Tuesday, October 13, 2009

2 years of infertility

I was reminded quite a bit this past weekend about us still not being pregnant. I very rarely check my email at home but I checked it randomly on Sunday morning. Apparently I signed up when I found out I was pregnant on some website that tells you what's going on with the baby/your body and received an email from them. The email title was "Today you're 32 weeks." I lost it. I would be having showers, the nursery would be set up, I would know the sex. I have done SO well at giving that to God but I feel like grabbing it back now, ya know?

I have a friend who has been trying to get pregnant for as long as we have (did I mention this month is our 2 year anniversary of trying?). She is 35 and getting very impatient. This month they did IVF and found out this weekend that she is pregnant (not blood test confirmed yet but positives on 5 HPTs). I was SO happy for her I cried. I've never been so happy for another person in my life. Then the bitterness and greed set in. I now have no one on this journey with me. I HATE being that way because she is my friend and I'm SO happy for her but I want it so badly for myself. The longer I struggle with infertility, the more I see my sinful nature.

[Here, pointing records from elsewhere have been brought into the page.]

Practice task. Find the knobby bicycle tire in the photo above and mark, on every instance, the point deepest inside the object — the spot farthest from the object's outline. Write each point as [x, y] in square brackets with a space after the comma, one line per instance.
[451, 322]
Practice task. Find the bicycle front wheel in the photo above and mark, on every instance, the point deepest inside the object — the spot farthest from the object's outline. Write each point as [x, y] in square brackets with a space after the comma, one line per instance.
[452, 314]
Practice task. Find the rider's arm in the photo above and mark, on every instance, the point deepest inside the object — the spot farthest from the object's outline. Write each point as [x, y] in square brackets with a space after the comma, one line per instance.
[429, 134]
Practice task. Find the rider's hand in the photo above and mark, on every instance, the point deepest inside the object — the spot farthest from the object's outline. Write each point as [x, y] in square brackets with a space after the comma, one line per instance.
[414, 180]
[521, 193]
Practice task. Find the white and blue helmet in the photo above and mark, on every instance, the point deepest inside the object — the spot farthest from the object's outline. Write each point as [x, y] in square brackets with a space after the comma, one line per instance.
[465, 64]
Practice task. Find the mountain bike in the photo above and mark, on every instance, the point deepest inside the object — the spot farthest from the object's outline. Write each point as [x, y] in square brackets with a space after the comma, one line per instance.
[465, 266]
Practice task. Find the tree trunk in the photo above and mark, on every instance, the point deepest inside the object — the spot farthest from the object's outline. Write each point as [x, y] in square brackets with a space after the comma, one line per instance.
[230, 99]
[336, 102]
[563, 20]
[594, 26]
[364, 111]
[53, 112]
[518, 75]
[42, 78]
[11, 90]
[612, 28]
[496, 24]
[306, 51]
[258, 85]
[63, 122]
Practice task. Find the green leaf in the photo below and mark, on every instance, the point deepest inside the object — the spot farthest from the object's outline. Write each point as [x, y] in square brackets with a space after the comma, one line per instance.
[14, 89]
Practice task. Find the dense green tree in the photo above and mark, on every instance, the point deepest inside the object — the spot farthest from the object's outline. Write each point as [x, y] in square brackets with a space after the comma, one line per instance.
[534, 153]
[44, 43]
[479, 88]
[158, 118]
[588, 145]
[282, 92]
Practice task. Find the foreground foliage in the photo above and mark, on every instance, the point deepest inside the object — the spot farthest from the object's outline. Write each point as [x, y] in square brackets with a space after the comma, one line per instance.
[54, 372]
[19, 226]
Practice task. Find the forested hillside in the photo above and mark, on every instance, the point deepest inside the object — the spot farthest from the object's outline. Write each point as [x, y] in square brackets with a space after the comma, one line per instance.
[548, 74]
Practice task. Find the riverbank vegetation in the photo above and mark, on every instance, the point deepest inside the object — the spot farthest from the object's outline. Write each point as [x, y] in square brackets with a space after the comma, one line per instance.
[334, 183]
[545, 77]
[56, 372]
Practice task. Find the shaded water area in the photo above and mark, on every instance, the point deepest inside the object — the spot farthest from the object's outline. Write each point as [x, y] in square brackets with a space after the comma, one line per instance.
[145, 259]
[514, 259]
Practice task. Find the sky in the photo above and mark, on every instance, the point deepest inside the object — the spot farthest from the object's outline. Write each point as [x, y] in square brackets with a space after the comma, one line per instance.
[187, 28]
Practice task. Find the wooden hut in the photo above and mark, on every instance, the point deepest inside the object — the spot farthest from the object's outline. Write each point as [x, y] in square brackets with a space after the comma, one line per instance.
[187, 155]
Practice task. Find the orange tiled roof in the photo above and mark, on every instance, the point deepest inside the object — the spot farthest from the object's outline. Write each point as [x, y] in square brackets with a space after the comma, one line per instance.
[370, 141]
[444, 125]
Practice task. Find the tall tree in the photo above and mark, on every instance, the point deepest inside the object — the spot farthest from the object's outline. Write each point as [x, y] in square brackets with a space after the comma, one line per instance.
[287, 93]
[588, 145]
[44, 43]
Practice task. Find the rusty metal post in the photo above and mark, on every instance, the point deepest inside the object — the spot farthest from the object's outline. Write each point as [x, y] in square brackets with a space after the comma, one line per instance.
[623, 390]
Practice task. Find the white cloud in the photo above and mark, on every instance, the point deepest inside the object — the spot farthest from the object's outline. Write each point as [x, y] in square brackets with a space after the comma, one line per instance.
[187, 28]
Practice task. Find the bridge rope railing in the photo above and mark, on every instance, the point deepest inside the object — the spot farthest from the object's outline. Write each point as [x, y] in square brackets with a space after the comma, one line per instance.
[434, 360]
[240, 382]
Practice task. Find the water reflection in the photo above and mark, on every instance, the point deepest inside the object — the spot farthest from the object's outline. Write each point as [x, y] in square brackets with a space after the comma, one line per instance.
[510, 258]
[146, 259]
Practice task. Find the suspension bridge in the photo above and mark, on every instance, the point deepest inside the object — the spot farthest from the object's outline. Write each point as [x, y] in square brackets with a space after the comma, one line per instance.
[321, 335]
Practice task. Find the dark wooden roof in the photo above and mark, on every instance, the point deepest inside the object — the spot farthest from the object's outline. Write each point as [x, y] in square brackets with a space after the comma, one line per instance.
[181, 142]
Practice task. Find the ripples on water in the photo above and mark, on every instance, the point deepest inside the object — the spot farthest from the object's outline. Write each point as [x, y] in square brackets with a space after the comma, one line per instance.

After the kids left today, I put my ipod on. A song came on and IMMEDIATELY sent me into tears. It's exactly how I feel about my sinful nature and why God allows us to go through these things. I thought I would post it...maybe it will help you where you are at too.

Let it all out
get it all out
rip it out remove it
don't be alarmed
when the wound begins to bleed

cause we're so scared to find out
what this life's all about
so scared we're going to lose it
not knowing all along
that's exactly what we need

and today I will trust you with the confidence
of a man who's never known defeat
but tomorrow, upon hearing what I did
I will stare at you in disbelief
oh, inconsistent me
crying out for consistency

and you said I know that this will hurt
but if I don't break your heart then things will just get worse
If the burden seems too much to bear
Remember the end will justify the pain it took to get us there

and I'll let it be known
at times I have shown
signs of all my weakness
but somewhere in me
there is strength

and you promise me
that you believe
in time I will defeat this
cause somewhere in me
there is strength

and today I will trust you with the confidence
of a man who's never known defeat
and I'll try my best to just forget
that that man isn't me

reach out to me
make my heart brand new
every beat will be for you
for you

and I know you know
you touched my life
when you touched my heavy heart and made it light

3 comments:

Kylee said...

I am so sorry about this. I cannot imagine what you are going through. I will pray so hard for you and your hubby. Hang in there girl!

misty w. said...

You're not alone...hang in there, girlie...Trust Him. I know you do.
This month marks 3 years for us. Uggghhhh. I feel your pain.

Lindsey Jones said...

I just want to let you know how much I love you, Kristen Crowder.